A Montpellier, j’aime le centre-ville avec son côté circulaire et en même temps cette liberté de circulation qui peut y avoir avec la présence des transports en commun. J’ai tout de même une préférence pour les lieux aérés et les grands espaces comme le Peyrou. J’aime aussi les petits salons de thé tels que la Mezzanine, ces petits commerces indépendants qui essayent de travailler « à l’ancienne » en gardant cet esprit authentique dans leur rapport humain.
Il y a aussi les petites librairies sympas que j’apprécie ici comme la librairie Scrupule en plein quartier Figuerolles. Ce qui est super à Montpellier, c’est qu’on retrouve des quartiers populaires qui sont très vivants et qui regorgent de richesses artistiques. Ça c’est la grande découverte que j’ai faite en quittant la fac comme j’avais plus de temps libre pour m’investir en dehors des Bibliothèques Universitaires ! Cela m’a permis de voir des choses que je ne pouvais pas voir auparavant en allant par exemple à Figuerolles, aux Beaux-Arts.

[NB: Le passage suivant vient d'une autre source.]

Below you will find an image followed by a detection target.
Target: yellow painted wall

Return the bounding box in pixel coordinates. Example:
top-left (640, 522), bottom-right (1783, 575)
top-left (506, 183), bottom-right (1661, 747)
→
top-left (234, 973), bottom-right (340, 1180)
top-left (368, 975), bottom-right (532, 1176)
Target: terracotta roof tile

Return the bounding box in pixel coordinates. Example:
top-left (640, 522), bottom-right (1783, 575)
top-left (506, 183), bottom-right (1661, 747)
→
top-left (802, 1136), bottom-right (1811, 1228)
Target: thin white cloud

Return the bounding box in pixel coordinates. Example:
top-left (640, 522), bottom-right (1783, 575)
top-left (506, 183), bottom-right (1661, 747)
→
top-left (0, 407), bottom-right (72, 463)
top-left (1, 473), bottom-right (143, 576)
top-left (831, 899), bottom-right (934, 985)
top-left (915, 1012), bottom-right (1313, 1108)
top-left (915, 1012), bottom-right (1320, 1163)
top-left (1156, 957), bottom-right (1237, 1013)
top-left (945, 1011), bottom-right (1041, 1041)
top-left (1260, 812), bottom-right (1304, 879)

Là-bas, c’est juste énorme à quel point ça foisonne en talent.
Cependant, le fait que cela soit une ville en perpétuel changement peut-être aussi une difficulté dans certains aspects. Ça bouge beaucoup, les visages arrivent et s’en vont aussi vite. J’ai beaucoup d’amis que j’ai connus ici lors de ma première année que je ne vois plus. Ils sont tous partis dans d’autres villes pour poursuivre leurs études ou pour travailler. Montpellier reste malheureusement une ville de passage au sein d’une région où il n’y a pas de grande activité économique. C’est plus une ville de tourisme qu’une ville axée sur l’industrie et l’artisanat. S’il y a un autre défaut du quotidien à souligner ici, c’est le réseau de pistes cyclables qui est trop haché !
Je pense que Montpellier va encore changer et à mon avis c’est ce qu’il faut lui souhaiter, qu’elle continue de bouger comme elle est. Elle a fonctionné et je pense qu’elle s’est construite ainsi. Elle vit aussi grâce à tous ces changements. D’une certaine façon, je pense qu’elle est destinée à évoluer de la sorte. C’est une ville de contradiction mais la cohérence qu’elle a, c’est qu’il y a un côté circulaire dans tout cela. Tout est fait pour que les choses ne stagnent pas.